Compute Service Pricing
Receive $10 in free credits to explore the possibilities of OctoAI. Bring your own model, or start building your AI app immediately with one of our ready to deploy models.
Frequently Asked Questions
Don't see the answer to your question here? Feel free to reach out so we can help.
OctoAI is a compute service to run, tune (or customize), and scale your generative AI models. OctoAI lets you easily get started with ready to use model templates, or convert any container or Python code into a production-grade endpoint, within minutes. You can then easily build against the endpoint within your web or mobile apps.
The first step in getting OctoAI's launch promotion* pricing for base SDXL images is signing up for a free guided trial. Then after successful completion, committing to a minimum of 10 million images generated per year.
At sign up, you get $10 of free credit, which can be used until the end of the first month. You can enter your credit card at any time, and your account will be automatically charged to keep your credit replenished. This will be a minimum of $10 or a maximum amount that you set. We will auto-reload your account when the balance reaches 10% of your reload amount. Your account must have a positive balance for you to use the service.
OctoAI accelerates foundation models like Stable Diffusion 1.5 and SDXL, reducing latency and thus delivering a more engaging user experience in your applications for your users. Through the OctoAI Image Gen Solution, your inference calls benefit from the lower latencies and accelerated models even when you choose to create images with your selected imported or bespoke fine tuning assets.
At launch, OctoAI will support the NVIDIA T4, the NVIDIA A10G, and the NVIDIA A100. Additional GPU targets will be added in future.
OctoML is SOC 2 Type II certified. Keeping our customers’ data private and secure is a top priority, and we have internal systems to ensure appropriate handling of customer data. The SOC 2 Type II certification provides independent validation of these processes and safeguards. We do not persist the inputs, outputs, nor intermediate computations of your inferences, except for runtime logs that you choose to expose in your container. For encryption in transit, we ensure that all connections from customer to the OctoAI compute service require TLS, without you having to manage TLS certifications yourself. We also use encryption at rest for any data that we write to disk.

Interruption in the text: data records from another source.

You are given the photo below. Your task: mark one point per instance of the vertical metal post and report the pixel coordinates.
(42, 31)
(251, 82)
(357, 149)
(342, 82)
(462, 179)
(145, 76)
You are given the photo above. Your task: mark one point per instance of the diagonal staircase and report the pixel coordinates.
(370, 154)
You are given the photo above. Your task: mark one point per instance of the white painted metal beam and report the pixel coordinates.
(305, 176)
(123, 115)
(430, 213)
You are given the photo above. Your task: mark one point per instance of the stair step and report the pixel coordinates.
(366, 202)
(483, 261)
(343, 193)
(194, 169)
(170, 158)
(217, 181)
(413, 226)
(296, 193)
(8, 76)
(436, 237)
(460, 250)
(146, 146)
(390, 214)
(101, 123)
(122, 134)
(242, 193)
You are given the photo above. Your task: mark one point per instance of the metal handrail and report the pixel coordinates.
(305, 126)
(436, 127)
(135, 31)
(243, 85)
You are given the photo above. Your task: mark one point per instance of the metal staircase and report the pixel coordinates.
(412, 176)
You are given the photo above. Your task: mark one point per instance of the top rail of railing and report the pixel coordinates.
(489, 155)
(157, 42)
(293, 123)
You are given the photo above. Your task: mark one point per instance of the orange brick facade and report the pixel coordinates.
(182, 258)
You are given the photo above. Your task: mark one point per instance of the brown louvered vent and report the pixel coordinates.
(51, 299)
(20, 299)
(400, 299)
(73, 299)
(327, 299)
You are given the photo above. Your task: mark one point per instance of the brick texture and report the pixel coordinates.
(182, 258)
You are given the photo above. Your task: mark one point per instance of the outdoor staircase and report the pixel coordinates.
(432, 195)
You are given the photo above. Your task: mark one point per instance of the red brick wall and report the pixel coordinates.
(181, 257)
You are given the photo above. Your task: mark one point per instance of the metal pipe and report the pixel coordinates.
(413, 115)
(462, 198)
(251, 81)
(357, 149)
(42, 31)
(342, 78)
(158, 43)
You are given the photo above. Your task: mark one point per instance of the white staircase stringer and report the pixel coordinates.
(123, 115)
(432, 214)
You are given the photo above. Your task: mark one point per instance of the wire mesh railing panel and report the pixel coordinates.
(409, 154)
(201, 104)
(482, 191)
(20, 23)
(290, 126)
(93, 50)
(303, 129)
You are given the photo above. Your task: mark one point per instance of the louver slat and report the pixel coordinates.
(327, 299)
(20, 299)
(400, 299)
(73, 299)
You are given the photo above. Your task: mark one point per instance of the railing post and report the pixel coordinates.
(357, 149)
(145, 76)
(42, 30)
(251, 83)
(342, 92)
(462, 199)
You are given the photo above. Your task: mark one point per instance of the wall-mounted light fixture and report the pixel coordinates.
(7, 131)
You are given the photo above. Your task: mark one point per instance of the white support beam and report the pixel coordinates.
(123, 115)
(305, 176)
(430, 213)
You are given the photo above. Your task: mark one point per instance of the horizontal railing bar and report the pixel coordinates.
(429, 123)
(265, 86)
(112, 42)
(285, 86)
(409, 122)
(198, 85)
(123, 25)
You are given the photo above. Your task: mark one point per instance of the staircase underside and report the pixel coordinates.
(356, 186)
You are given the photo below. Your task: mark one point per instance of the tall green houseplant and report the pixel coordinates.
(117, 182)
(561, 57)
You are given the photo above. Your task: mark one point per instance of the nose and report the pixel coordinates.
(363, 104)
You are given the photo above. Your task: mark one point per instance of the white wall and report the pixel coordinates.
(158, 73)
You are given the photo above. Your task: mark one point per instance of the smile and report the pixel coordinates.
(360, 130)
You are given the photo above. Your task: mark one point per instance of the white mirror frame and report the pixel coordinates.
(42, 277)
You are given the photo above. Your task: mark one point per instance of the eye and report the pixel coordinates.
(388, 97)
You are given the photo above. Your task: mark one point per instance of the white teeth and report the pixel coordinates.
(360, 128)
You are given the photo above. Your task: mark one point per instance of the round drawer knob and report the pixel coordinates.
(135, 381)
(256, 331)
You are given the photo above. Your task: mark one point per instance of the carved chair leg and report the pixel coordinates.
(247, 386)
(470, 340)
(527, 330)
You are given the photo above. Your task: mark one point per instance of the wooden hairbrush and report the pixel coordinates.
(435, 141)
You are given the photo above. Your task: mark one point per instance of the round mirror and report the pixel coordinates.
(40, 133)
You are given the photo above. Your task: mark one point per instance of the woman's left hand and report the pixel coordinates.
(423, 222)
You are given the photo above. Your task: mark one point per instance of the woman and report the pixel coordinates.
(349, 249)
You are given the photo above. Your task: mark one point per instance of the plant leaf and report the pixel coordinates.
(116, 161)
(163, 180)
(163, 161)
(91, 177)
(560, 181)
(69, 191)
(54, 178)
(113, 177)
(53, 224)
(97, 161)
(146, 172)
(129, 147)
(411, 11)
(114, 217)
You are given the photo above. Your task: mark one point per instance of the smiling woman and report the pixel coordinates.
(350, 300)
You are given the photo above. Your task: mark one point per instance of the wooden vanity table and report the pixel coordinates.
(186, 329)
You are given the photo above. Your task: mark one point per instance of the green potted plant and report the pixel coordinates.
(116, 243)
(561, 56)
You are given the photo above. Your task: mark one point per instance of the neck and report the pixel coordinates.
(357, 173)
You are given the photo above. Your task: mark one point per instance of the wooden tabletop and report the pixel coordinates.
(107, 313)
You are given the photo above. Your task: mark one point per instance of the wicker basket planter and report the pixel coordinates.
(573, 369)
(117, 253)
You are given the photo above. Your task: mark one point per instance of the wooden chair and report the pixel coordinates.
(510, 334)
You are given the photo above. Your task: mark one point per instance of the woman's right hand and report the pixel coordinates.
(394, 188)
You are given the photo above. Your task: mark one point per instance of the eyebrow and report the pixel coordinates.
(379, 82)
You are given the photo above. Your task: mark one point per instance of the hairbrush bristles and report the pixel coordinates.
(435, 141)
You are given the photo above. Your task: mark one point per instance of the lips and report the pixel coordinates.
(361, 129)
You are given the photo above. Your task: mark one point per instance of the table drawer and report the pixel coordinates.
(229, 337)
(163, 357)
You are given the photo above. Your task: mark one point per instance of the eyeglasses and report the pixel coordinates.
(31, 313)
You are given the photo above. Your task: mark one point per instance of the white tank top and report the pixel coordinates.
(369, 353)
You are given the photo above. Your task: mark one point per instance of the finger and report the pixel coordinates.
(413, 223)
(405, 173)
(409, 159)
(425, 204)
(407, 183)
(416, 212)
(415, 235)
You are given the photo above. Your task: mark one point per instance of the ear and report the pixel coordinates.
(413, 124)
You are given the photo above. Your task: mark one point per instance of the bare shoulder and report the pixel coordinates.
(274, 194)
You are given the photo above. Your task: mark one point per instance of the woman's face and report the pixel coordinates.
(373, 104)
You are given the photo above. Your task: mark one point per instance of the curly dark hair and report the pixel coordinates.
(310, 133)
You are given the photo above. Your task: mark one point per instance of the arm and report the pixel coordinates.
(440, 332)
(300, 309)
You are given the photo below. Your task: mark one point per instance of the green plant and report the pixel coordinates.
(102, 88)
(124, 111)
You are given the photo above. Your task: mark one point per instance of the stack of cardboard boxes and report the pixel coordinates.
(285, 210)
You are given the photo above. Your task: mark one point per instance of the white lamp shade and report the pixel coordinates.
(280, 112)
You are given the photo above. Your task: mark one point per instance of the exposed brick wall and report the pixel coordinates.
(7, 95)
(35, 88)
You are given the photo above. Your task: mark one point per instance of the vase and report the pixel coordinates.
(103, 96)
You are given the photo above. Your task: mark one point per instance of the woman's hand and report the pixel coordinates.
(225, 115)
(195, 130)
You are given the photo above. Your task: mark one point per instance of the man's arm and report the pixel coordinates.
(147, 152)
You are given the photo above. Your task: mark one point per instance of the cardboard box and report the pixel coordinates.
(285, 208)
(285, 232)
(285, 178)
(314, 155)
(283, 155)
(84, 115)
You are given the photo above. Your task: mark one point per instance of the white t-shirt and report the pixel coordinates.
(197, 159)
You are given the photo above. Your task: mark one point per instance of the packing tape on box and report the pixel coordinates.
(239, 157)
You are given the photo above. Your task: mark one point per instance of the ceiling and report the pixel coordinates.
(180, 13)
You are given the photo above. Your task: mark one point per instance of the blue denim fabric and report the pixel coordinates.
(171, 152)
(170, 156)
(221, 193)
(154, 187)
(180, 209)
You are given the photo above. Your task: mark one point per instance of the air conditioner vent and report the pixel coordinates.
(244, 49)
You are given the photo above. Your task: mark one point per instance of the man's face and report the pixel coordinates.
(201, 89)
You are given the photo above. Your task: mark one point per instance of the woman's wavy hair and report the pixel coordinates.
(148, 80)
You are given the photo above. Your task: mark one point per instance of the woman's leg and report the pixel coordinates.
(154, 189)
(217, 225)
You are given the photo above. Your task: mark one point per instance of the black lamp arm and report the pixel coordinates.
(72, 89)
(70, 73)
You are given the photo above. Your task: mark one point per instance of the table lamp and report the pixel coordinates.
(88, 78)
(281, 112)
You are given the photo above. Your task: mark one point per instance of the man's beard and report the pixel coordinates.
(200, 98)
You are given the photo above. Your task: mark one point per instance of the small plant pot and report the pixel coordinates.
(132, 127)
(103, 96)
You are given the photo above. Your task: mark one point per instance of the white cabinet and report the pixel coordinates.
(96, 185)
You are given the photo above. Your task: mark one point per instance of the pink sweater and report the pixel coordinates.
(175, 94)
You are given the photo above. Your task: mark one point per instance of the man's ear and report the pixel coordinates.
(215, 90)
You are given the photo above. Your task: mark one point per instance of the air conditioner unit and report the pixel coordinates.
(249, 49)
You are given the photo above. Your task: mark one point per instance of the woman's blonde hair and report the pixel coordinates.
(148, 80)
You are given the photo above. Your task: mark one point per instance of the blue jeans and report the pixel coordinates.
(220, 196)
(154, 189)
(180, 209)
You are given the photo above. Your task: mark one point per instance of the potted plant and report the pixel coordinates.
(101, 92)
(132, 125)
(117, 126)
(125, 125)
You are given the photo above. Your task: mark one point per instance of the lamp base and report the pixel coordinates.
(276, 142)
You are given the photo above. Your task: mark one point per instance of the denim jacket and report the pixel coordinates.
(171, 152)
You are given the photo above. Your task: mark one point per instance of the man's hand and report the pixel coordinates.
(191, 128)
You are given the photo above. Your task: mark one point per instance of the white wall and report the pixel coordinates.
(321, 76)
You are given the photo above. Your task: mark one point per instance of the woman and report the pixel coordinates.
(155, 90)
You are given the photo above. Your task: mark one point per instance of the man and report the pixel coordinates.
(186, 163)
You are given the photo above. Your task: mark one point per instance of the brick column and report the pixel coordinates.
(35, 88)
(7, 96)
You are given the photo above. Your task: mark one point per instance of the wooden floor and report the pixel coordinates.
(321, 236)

When a new replica is started, it takes a certain amount of time for the compute infrastructure to be provisioned, data to be loaded, and the service to be ready for an inference query. This is known as a cold start. You are not billed for the cold start time.
When an endpoint does not receive any inference query for a preset timeout period, it will terminate running replicas until it reaches the count set for minimum replicas. If the minimum replicas is set to 0, all running replicas will be terminated and you will not be billed when the endpoint is not in use. You can set the timeout, minimum replicas, and maximum replicas for your endpoints to meet your application architecture and requirements.
You can choose to keep your endpoints public or private. Private endpoints can be accessed by using the API token(s) generated within OctoAI.